The first thirty days
You don't need a consultant to find your number. You need a focused thirty-day push against an honest list. Here's the sequence that works:
Week 1 — Score the SKUs
Pull a list of every SKU in the system with on-hand quantity, last-ship date, last-receipt date, unit cost, and total dollar value. Sort by total dollar value descending. The first 20% of SKUs will hold ~80% of your inventory dollars. Those are the ones to count.
Ignore everyone who says "but we should count everything." You should — eventually. This week, count the value.
Week 2 — Reconcile the top
Physically count the top 20% by value. Compare to system. Calculate two numbers for each:
- Variance dollars — the absolute dollar gap, positive or negative.
- Variance percent — gap divided by system value.
You're looking for both. Big dollar variances on big SKUs are obvious. But a 40% variance on a mid-dollar SKU tells you the underlying process is broken even if the dollar number looks small. Both matter.
Week 3 — Categorize
For every variance over $10K or 15%, write down the cause. Not the symptom — the cause. "Inventory off" is the symptom. "Receipts get logged in batch on Fridays, so anything received Mon–Thu shows late" is the cause. "Slow-moving" is the symptom. "We onboarded a customer who ordered this six times in Q1, never since" is the cause.
Causes are almost always one of: a process that's running on tribal knowledge, a system setting nobody owns, or a business event that nobody told the planners about.
Week 4 — Decide and book
Now you have a list of variance items with causes. Three buckets:
- Write down — items that aren't coming back. Take the hit. The longer you wait, the more it costs.
- Recover — items where the count is wrong and the inventory is real. Fix the system, fix the process that broke it.
- Resize — items where the inventory is correct but the level is wrong. Rerun the min/max with current demand. Order less. Use the released capital.
The bookings you do in week 4 are the cash. The process changes you commit to are how it stops drifting back.
What "good" looks like
If you run this honestly on a $60M operation that hasn't done it in a few years, the typical recovery range is $0.8M–$2.4M of released working capital in the first three months. That's not a forecast — that's the number I've seen actual operations close, repeatedly.
What's harder to put a number on is what happens next. Once leadership has seen a real reconciliation deliver real cash, the cycle-count cadence stops being a chore. It becomes a tool. The shift from "we should count" to "what's the count telling us this week" is when the cash stops re-trapping itself.

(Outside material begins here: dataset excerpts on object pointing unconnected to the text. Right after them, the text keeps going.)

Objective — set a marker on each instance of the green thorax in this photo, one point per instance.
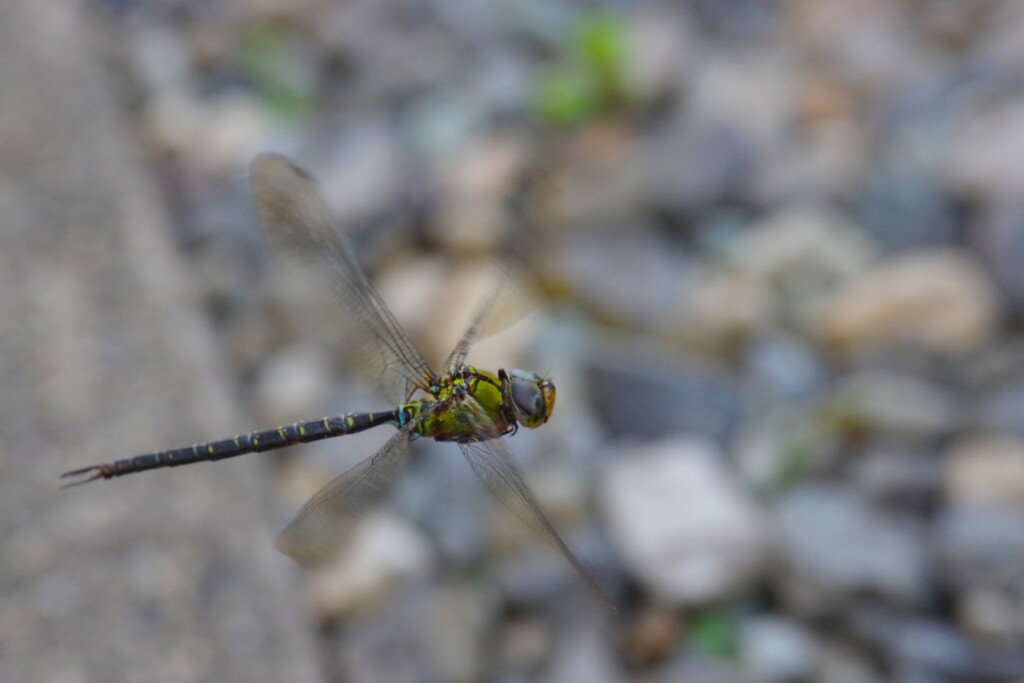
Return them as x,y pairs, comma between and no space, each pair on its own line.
458,422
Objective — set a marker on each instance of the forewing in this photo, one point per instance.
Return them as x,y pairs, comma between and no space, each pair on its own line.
301,236
510,300
326,522
493,463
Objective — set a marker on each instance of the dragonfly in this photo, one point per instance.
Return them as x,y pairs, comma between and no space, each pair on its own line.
464,404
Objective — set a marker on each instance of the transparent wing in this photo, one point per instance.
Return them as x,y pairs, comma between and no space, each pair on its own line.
493,463
326,522
301,236
510,300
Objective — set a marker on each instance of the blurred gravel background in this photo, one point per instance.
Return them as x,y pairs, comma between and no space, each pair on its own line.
782,293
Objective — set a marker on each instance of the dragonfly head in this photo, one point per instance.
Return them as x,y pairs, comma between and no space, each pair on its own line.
532,397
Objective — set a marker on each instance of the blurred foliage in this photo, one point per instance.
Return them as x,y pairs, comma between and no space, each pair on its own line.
713,632
264,57
590,80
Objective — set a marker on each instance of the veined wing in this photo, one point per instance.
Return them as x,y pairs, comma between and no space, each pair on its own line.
326,522
493,463
510,300
301,235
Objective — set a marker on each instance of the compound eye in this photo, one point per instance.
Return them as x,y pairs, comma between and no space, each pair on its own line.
527,399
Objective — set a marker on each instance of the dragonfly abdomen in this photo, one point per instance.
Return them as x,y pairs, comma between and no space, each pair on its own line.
266,439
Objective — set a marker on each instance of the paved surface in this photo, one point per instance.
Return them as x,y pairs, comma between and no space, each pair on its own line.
102,354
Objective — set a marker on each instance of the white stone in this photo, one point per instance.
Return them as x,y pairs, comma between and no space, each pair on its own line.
683,526
384,552
940,300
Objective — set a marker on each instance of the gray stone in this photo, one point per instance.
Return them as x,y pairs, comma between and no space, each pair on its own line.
641,390
835,547
164,575
982,546
895,404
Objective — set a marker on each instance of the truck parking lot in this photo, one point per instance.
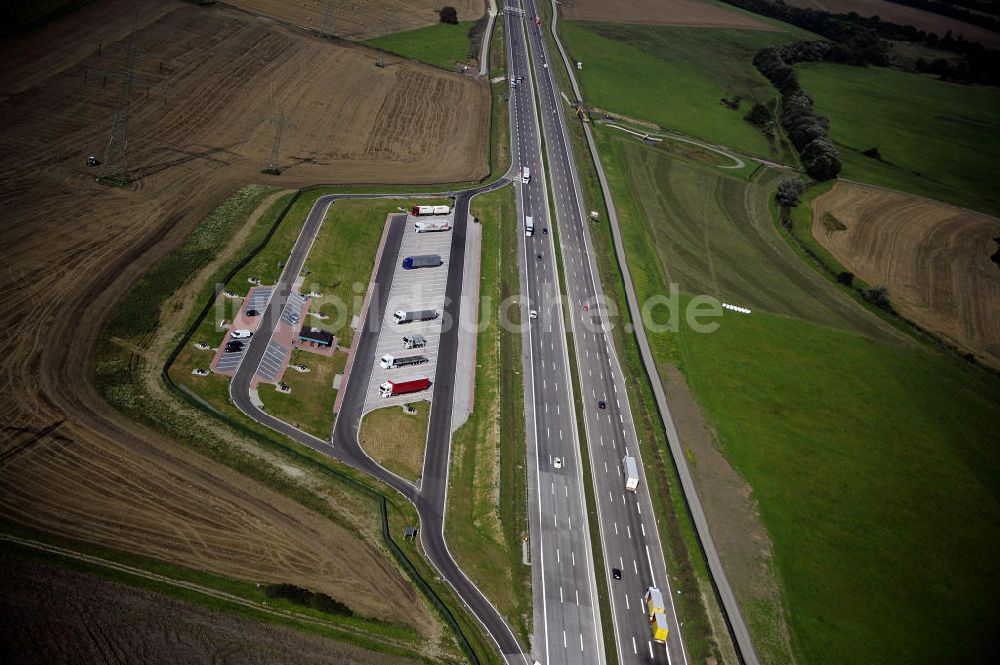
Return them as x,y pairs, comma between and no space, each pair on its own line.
413,289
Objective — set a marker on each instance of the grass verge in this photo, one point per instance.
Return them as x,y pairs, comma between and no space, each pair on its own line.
441,44
487,522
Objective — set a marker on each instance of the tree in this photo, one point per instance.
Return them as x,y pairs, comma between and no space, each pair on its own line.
820,159
789,192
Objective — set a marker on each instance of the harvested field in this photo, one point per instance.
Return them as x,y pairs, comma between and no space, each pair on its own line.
362,19
685,13
51,616
903,15
71,465
934,258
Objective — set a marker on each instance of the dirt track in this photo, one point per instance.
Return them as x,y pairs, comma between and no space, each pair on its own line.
72,248
362,19
934,258
681,13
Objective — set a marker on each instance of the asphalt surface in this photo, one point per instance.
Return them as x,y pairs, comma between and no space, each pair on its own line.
628,533
566,612
733,615
344,446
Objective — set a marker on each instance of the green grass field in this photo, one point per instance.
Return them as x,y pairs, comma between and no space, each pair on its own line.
676,77
872,462
396,439
485,535
936,139
441,44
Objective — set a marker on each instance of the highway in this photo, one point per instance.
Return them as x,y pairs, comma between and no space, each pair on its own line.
430,498
628,533
566,613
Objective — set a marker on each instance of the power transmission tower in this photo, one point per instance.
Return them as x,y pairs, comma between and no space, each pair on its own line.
114,169
326,30
280,123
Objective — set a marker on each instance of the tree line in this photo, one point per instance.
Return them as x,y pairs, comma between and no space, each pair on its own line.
863,36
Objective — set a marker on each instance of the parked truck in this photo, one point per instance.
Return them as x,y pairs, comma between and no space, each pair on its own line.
422,261
403,316
390,361
631,473
393,388
425,227
420,211
414,341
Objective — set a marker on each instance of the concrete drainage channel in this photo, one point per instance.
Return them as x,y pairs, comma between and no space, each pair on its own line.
413,289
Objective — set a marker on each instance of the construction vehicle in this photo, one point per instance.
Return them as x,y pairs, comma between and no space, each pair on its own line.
402,316
420,211
424,227
390,361
394,388
422,261
631,473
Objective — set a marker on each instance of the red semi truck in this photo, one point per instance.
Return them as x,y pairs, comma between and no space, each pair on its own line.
393,388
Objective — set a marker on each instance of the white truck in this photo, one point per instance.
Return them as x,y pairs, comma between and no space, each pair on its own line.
403,316
631,473
427,227
419,211
390,361
414,341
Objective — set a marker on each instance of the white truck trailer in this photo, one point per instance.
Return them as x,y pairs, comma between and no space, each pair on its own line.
631,473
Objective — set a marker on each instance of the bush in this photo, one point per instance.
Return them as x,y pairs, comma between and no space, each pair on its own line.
789,192
878,296
307,598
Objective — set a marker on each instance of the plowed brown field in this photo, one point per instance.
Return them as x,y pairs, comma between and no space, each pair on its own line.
362,19
934,259
896,13
684,13
71,248
50,616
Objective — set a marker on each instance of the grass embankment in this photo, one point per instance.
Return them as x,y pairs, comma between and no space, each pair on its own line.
441,44
337,492
871,462
936,139
677,77
397,439
486,496
704,629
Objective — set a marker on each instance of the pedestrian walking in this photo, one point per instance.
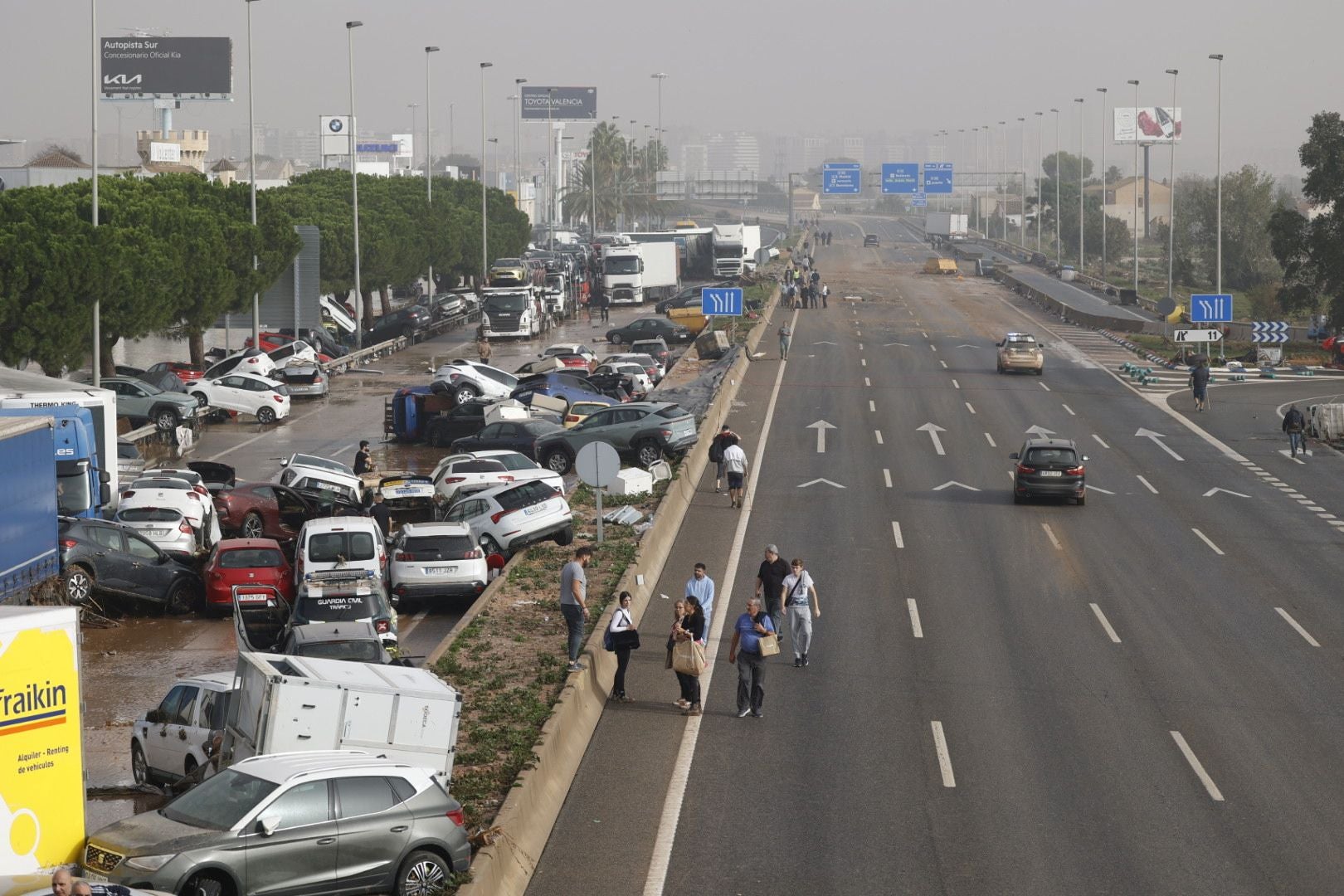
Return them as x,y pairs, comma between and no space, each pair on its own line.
1296,427
745,652
735,466
574,603
769,583
795,592
622,644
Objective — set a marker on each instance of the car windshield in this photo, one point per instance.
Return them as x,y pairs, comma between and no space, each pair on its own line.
219,801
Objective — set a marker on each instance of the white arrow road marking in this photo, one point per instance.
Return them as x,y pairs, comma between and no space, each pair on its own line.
821,426
1153,437
933,429
952,483
821,481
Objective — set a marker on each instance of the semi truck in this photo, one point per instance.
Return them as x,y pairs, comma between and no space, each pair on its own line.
19,388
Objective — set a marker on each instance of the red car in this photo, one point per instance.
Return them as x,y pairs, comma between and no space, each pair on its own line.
242,563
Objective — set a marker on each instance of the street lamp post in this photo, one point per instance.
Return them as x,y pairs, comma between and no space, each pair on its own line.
353,186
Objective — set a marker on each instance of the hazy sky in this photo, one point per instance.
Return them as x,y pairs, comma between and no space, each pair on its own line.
836,67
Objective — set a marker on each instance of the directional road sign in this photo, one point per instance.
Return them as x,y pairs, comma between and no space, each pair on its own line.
1210,309
937,176
1269,332
1198,334
841,179
726,303
901,178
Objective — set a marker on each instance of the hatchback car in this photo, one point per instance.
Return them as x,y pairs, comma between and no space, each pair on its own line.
1020,353
1050,468
300,822
436,561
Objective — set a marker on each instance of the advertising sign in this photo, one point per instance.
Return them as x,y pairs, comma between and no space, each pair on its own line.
559,104
191,67
1148,125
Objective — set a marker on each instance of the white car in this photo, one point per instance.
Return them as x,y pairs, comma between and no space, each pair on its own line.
465,381
264,398
436,561
509,518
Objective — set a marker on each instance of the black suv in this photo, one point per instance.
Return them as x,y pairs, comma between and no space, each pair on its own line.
1051,468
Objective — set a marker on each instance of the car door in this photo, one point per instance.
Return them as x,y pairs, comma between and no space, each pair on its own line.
373,828
299,856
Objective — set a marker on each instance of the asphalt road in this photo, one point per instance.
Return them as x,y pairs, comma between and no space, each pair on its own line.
1138,694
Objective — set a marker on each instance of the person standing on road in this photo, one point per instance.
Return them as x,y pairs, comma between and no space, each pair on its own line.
769,581
1296,427
795,592
745,652
735,466
574,602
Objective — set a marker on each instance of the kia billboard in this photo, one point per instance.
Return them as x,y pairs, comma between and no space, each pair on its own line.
199,67
1147,125
559,104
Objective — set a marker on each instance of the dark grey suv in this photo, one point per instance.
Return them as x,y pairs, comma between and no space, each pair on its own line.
288,825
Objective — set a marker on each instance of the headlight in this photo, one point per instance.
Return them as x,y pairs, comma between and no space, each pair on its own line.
149,863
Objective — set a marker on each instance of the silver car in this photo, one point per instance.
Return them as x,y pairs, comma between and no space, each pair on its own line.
327,822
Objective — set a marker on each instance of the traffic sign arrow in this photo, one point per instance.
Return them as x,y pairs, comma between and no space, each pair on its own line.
1149,434
821,426
933,429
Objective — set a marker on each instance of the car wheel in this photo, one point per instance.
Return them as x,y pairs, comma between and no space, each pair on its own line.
139,767
78,585
422,874
558,461
253,527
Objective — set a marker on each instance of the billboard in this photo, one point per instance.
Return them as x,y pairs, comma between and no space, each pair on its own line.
192,67
1148,125
559,104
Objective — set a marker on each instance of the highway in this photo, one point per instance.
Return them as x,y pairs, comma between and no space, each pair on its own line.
1135,696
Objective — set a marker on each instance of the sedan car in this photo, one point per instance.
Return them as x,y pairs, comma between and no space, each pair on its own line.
650,328
640,430
99,557
261,397
1051,468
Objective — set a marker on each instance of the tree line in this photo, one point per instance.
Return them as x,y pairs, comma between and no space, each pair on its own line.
173,253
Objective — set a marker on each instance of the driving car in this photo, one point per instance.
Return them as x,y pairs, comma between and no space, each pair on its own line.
1051,468
269,825
644,328
644,431
140,401
241,392
99,557
1020,353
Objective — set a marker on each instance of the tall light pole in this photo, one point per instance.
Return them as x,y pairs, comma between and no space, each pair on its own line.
429,152
1171,202
353,186
485,264
1103,91
1136,186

The Stability Diagnostic does exactly this exercise, plus the SCALE scoring, plus the 30/60/90 roadmap — in two to three weeks. The numbers above are the kind of recovery a Diagnostic engagement is scoped to find. Worth a 30-minute call if your operation is between $50M and $150M and you haven't reconciled in a while.
The unglamorous part
None of this is technically hard. The exercise above is six lines of SQL and a warehouse walk. The reason it doesn't get done isn't capability — it's that it requires somebody to commit to looking honestly, and to taking the write-down that comes with looking. Both of those are leadership decisions, not analyst tasks.
The operators who run this exercise twice a year are the ones whose cash conversion is fifteen days shorter than their peers — and who can write a working-capital story that holds up in a board meeting.
If yours hasn't been counted in a while, the gap is sitting there. It has a number. Go find it.